Le nucléaire se barre en couille

Durée de lecture : 4 minutes

6 septembre 2012 / Fabrice Nicolino

« Non, on n’aime pas les salopards qui ont créé, sans le moindre débat, cette industrie de la terreur. Oui, on veut la fin du cauchemar. Vous allez découvrir dans ce numéro de Charlie quantité de choses que les gazettes arrosées de pub atomique ne vous ont jamais dites. »


C’est un peu con d’écrire comme Le Monde, mais le nucléaire est à un tournant. Même si les services de propagande d’EDF et d’Areva font tout pour le cacher, la folle aventure de l’atome se barre en sucette. En couille, pour être franc. La dernière blague — en cours — est belge. Le réacteur numéro 3 de la centrale de Doel, en Flandre, a été arrêté après des contrôles aux ultrasons qui ont révélé l’existence de 10000 anomalies dans la cuve. Et, parmi elles, des milliers de fissures, dont les plus grandes atteignent 20 mm. On appelle cela une catastrophe industrielle.

Un qui s’en fout, c’est le fabricant de la cuve, le groupe néerlandais Rotterdamsche Droogdok Maatschappij, disparu sous ce nom en 1996 après avoir vendu vingt cuves du même type dans toute l’Europe et sur le continent américain. Mais la France n’est pas la Belgique, non ? Ben, on se demande : au moment où Charlie boucle ce hors-série, on apprend que les réacteurs nucléaires français ont, eux aussi, leurs fissures. Mais, comme le serine la chanson officielle, rien à voir avec celles des si minables cuves belges.

Le merdier est partout. L’Allemagne a renoncé au nucléaire et prend trente ans d’avance sur nous en misant sur le soleil et le vent. Fukushima a démontré qu’aucune technologie, aussi « avancée » qu’elle semble, ne met à l’abri de la catastrophe majeure. Chez nous, Areva a perdu plus de deux milliards d’euros en 2011 et doit à n’importe quel prix fourguer son nouveau réacteur expérimental, l’EPR, à des pays solvables, aussi stables que la Chine, au bord du gouffre. Mais les deux prototypes d’EPR en construction, en Finlande et en Normandie, sont la risée générale, multipliant les (énormes) retards, explosant les coûts, accumulant les embrouilles et… les fissures.

En résumé, tout va bien. Mais les enjeux sont tels qu’il faut continuer à sourire sur les photos de groupe. C’est ce moment que choisit Charlie pour raconter à sa façon une histoire profondément française. Notre journal est né en même temps que le programme électronucléaire. Son premier numéro, après l’interdiction de Hara-Kiri Hebdo, date du 23 novembre 1970. Six mois plus tard, sous l’impulsion de Fournier, soutenu par Cabu, Cavanna, Reiser et tous les autres, Charlie lançait la première grande manif antinucléaire, à Bugey, dans l’Ain. Ceux qui ont connu cet été 1971 n’en sont pas revenus. Charlie non plus.

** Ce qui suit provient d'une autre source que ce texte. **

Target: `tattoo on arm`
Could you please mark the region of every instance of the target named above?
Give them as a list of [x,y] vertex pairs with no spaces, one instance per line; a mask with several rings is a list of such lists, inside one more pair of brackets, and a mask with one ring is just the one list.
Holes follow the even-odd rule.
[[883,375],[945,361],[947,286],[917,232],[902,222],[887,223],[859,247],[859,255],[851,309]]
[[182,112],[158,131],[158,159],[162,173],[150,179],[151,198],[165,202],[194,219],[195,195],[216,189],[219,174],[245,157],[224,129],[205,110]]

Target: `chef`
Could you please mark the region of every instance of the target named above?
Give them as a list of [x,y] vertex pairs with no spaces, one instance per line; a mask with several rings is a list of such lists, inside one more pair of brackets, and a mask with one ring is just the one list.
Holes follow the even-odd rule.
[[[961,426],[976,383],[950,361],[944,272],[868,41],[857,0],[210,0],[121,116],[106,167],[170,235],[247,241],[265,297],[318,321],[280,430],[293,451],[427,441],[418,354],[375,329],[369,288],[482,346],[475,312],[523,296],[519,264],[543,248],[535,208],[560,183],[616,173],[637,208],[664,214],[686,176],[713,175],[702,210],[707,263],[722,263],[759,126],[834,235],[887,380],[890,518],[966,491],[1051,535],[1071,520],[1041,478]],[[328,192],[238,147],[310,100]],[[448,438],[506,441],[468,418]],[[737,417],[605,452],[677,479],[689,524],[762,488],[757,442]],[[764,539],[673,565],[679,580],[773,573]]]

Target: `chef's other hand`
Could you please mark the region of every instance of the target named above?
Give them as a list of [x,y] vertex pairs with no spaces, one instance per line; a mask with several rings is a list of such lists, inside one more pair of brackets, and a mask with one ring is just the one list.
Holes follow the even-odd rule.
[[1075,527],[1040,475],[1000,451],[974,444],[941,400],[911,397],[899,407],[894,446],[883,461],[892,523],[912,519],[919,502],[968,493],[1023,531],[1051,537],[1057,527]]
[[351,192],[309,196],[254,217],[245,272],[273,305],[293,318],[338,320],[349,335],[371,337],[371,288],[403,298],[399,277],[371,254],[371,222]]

La contestation du nucléaire et de ses inimitables méthodes est dans nos gènes. Non, on n’aime pas les salopards qui ont créé, sans le moindre débat, cette industrie de la terreur. Oui, on veut la fin du cauchemar. Vous allez découvrir dans ce numéro de Charlie quantité de choses que les gazettes arrosées de pub atomique ne vous ont jamais dites. Des personnages sortis de la naphtaline, comme Guillaumat, Mendès, de Gaulle, Messmer, s’apprêtent à prendre la parole pour dire enfin ce qui s’est vraiment passé. La commission Peon, qui aura à peu près tout décidé en notre nom, fait un coming out on ne peut plus involontaire. EDF et le CEA, qui donna naissance à Areva, apparaissent enfin pour ce qu’ils sont : des machines de guerre.

Car voilà la vérité cachée de ce dossier infernal : une poignée de soi-disant responsables jouent notre avenir commun à la roulette russe.

Contrairement à ce qui a été affirmé pendant quarante ans par les joyeux atomistes associés, le risque d’accident grave est réel. Et, du même coup, cinglé. Qui a envie de fuir un nuage radioactif ? Qui a envie de vivre dans une France privée à jamais du Cotentin ou de la vallée du Rhône ? Qui se souvient que la centrale de Nogent-sur-Seine n’est qu’à 80 kilomètres de Paris ?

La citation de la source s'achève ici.